日頃の学校生活を送る中での変化等については、学級担任や養護教諭、看護師等で情報を共有し、視覚や聴覚の状態や投薬等を把握しておくことが必要です。状態の把握によって、適切な対応をとることができます。(2)関係機関との連携
眼科医、耳鼻咽喉科医、小児科医をはじめとした医療機関との連携は不可欠です。日常における視覚や聴覚の状態を把握していることで、医師とのスムーズな情報交換をすることや、より適切なアドバイスを受けることができます。

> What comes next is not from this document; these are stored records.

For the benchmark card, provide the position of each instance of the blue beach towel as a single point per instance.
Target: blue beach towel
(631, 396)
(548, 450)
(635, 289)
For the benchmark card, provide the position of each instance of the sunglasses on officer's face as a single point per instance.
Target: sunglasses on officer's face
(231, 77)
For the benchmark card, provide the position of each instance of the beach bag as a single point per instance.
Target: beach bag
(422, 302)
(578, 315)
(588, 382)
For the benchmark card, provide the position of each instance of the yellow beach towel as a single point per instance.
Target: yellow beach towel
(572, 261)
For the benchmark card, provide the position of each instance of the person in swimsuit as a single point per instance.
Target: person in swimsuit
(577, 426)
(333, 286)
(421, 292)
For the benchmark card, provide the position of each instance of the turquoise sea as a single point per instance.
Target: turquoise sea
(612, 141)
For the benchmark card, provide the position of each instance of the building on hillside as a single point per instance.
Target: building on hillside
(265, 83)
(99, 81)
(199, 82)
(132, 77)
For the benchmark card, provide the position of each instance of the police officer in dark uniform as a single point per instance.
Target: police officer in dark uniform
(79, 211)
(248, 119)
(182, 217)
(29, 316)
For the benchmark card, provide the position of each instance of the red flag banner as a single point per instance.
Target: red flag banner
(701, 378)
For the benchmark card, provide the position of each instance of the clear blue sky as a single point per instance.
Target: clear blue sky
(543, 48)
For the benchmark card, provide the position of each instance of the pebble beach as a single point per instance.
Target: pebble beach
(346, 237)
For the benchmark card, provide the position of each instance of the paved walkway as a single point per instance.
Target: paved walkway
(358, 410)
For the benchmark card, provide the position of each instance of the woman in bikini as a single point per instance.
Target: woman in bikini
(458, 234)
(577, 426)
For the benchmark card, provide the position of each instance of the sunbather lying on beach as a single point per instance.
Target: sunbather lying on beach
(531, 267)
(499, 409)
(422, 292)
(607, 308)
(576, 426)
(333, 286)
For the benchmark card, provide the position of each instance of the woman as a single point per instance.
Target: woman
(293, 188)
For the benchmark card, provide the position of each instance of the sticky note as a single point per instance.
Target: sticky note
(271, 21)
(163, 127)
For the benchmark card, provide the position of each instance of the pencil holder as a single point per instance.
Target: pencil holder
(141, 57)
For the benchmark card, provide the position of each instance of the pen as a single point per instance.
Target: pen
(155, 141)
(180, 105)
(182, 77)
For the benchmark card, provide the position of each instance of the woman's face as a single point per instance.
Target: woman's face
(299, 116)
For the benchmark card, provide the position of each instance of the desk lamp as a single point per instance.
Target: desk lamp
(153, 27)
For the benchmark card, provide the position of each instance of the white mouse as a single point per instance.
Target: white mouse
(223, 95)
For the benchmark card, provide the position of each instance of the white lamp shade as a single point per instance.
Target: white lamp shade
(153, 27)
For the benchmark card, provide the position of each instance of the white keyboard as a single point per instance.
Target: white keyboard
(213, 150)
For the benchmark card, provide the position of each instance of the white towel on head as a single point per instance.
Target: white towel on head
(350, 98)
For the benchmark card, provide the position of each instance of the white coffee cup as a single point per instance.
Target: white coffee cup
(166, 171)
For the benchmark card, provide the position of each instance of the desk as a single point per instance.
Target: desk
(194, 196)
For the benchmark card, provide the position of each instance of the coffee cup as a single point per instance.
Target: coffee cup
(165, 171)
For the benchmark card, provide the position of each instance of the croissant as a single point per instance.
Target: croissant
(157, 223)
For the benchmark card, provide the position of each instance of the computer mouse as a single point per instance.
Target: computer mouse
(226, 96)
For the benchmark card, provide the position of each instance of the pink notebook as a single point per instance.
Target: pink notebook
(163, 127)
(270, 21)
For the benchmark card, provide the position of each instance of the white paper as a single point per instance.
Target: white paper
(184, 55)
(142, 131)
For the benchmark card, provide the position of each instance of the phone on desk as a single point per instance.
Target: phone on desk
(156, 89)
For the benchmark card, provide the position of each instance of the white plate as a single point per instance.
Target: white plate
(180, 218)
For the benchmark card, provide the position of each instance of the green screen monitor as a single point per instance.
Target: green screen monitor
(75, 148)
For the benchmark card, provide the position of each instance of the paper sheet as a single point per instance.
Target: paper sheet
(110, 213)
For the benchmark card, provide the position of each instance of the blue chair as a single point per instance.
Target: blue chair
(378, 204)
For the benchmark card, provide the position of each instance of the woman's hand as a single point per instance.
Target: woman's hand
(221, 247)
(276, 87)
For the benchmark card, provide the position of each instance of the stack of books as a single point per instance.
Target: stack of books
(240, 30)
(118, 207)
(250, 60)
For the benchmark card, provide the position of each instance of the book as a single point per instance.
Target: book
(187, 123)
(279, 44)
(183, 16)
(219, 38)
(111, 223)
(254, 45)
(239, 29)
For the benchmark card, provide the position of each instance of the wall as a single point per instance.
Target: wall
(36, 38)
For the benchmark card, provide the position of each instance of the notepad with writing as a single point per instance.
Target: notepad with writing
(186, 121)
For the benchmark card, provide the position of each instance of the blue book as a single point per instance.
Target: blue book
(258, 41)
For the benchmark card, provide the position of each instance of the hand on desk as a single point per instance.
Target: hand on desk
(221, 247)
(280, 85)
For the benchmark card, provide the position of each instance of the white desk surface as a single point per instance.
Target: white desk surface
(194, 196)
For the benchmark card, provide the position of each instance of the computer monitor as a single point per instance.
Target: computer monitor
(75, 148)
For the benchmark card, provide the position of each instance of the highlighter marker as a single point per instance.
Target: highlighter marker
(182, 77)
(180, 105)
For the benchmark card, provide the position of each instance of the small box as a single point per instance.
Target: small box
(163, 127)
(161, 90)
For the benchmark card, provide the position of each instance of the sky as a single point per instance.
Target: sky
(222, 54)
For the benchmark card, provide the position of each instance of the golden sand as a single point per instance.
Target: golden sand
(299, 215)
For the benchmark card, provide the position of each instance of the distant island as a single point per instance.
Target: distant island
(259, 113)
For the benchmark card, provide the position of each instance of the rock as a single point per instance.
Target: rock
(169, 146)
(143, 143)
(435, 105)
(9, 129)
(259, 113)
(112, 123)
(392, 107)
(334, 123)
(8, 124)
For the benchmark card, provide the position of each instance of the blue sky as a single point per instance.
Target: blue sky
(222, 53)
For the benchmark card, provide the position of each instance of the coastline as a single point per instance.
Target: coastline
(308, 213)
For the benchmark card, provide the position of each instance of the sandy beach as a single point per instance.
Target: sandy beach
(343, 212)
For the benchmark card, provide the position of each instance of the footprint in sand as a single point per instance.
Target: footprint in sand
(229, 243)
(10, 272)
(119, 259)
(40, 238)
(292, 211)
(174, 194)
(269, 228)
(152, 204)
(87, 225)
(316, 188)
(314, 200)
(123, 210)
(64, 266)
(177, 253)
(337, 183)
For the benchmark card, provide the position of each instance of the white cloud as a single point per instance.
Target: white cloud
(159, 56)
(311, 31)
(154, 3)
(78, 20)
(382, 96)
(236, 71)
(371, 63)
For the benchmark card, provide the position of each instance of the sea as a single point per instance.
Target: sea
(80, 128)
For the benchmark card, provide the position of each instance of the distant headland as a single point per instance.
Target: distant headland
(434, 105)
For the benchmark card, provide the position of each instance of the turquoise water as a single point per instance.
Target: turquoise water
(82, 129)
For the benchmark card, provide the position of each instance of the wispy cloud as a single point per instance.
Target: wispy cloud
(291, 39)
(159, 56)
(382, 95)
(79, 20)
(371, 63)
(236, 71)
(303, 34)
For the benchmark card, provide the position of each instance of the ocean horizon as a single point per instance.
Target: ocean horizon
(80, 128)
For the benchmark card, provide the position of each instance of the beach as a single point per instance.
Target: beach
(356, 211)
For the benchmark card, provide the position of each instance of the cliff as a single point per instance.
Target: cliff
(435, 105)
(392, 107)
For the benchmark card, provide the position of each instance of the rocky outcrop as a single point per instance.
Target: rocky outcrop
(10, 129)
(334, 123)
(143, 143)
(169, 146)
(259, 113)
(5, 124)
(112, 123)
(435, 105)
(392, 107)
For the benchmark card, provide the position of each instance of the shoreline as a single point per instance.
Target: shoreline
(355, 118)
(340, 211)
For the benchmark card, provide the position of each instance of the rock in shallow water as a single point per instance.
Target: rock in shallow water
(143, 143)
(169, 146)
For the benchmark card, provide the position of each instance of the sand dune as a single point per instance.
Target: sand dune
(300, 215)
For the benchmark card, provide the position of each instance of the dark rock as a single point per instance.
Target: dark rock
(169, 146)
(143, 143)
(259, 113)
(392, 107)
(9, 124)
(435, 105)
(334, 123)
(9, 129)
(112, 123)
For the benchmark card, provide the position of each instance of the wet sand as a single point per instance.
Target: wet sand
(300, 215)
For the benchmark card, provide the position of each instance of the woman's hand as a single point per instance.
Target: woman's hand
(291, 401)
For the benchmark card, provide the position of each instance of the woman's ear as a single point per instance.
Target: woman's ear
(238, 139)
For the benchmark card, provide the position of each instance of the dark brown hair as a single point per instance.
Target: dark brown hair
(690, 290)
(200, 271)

また、視能訓練士、言語聴覚士、理学療法士などとの連携も大切です。(3)心のケア
障害を発症した時期によっては、見えにくさや聞こえにくさを受容できず、学習や生活に消極的になってしまったり、進行性の疾患で視力低下や視野狭窄、聴力低下などを感じて不安感を抱いたりしている場合もあるため、本人のおかれている状況や心理状態を見極め、早めの対応をすることが大切になってきます。保護者、スクールカウンセラーとの連携と共に、必要に応じて、専門機関との連携をとることも必要になってきます。